Yani; devlete ödemeniz gereken ancak ödemediğiniz para var mı?
Huber’deki masraflar örneğin...
Şehidimizin hatırına bozun suskunluğunuzu:
Dirimizi saymıyorsunuz; bari ölümüzü sayın!
GÜNÜN SORUSU
Soru CHP Milletvekili Muharrem İnce’den, kendi başlattığı “açılım süreci” için, “PKK silah yığınağı yaptı” diye yakınan kişiye:
Sen ne yaptın o arada, bostan korkuluğu muydun?
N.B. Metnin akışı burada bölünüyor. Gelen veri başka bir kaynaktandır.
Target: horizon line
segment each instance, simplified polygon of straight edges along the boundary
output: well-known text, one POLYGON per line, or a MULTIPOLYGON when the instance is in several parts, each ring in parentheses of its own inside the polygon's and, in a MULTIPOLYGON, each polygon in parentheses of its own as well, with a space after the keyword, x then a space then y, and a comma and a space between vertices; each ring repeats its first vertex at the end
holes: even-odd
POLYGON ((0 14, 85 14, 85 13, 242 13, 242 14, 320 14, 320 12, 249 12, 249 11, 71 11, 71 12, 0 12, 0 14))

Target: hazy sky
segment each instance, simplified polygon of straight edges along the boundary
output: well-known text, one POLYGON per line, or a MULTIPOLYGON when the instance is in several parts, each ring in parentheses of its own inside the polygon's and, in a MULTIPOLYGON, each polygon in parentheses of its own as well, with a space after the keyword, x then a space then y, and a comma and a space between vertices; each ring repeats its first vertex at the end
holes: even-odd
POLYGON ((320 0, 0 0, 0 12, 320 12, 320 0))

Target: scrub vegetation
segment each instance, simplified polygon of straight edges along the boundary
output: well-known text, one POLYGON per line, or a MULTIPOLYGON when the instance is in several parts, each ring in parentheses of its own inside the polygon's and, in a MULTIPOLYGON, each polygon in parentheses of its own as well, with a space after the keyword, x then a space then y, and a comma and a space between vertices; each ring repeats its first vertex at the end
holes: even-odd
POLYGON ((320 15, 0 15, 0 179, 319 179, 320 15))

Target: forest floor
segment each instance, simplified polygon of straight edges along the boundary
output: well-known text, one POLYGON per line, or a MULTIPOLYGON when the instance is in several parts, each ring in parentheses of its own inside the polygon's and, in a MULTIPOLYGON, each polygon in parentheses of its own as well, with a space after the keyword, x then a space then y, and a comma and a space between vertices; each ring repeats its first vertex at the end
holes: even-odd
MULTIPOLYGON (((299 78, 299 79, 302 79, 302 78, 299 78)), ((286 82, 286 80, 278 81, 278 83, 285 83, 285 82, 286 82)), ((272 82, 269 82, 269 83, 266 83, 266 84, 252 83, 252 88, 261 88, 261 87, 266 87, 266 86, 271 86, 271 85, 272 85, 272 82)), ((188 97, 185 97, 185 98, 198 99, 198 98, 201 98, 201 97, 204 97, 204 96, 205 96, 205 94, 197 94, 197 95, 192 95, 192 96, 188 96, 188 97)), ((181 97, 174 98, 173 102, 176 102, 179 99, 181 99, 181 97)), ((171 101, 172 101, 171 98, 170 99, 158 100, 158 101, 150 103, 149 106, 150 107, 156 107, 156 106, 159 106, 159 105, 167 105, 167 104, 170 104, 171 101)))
PKK silah yığınağı yaparken sen ayakkabı kutularına dolar mı saklıyordun?
Ağlama; işini yap...
Dün bir haber geçti ajanslar; şehitlerimizin cenazesi Başbakan’ı duygulandırmış ve gözlerinden yaşlar süzülmüş...
Vah ama ne vah!
Siz hiç Mustafa Kemal’in ağladığını duydunuz mu?
İsmet İnönü’nün...
Kazım Karabekir’in...
Fevzi Çakmak’ın gözlerinden yaşlar süzüldüğüne dair iki satır olsun bir yazı okudunuz mu bir yerlerde?
Onlar da ağlamıştır elbet; etten, kemiktendi hepsi...
Ama bunu kameralar karşısında “şov olsun, seçimde oy gelsin” diye yapmadılar.
Barut kokan, kan kokan, ölüm kokan savaş meydanlarında girdiler kıldan çadırlarını, çektiler üstlerine Mehmetçik kokan battaniyelerini, kimselere göstermeden ağladılar!
Askerlerinin arasına döndüklerinde ise kimse onların gözünde tek damla yaş göremedi.
Şimdikiler ise; kendi ilan ettikleri “açılım” yüzünden yitip giden canlar için hiçbir şey yapmıyorlar...
Tek yaptıkları şey, ağlamak!
Madem o kadar duygusaldın; ne işin vardı Pazar akşamı futbol maçında Ahmet Bey?
***
Sizi bilmem ama... Ben zerre kadar inanmıyorum o yaşların gerçek olduğuna...
Nedense timsahlar geliyor aklıma!
GÜNÜN İSYANI
Kayseri’de bazı ülkücüler ve Alperen Ocakları’na üye gençler Güneydoğu’ya giden otobüsleri taşlamış... İsyanım onlara:
Aklınızı başınıza alın; bizim bin yıllık kardeşliğimize zarar vermeyin. Gücünüz yetiyorsa dağa çıkıp PKK’lı terörist kovalayın!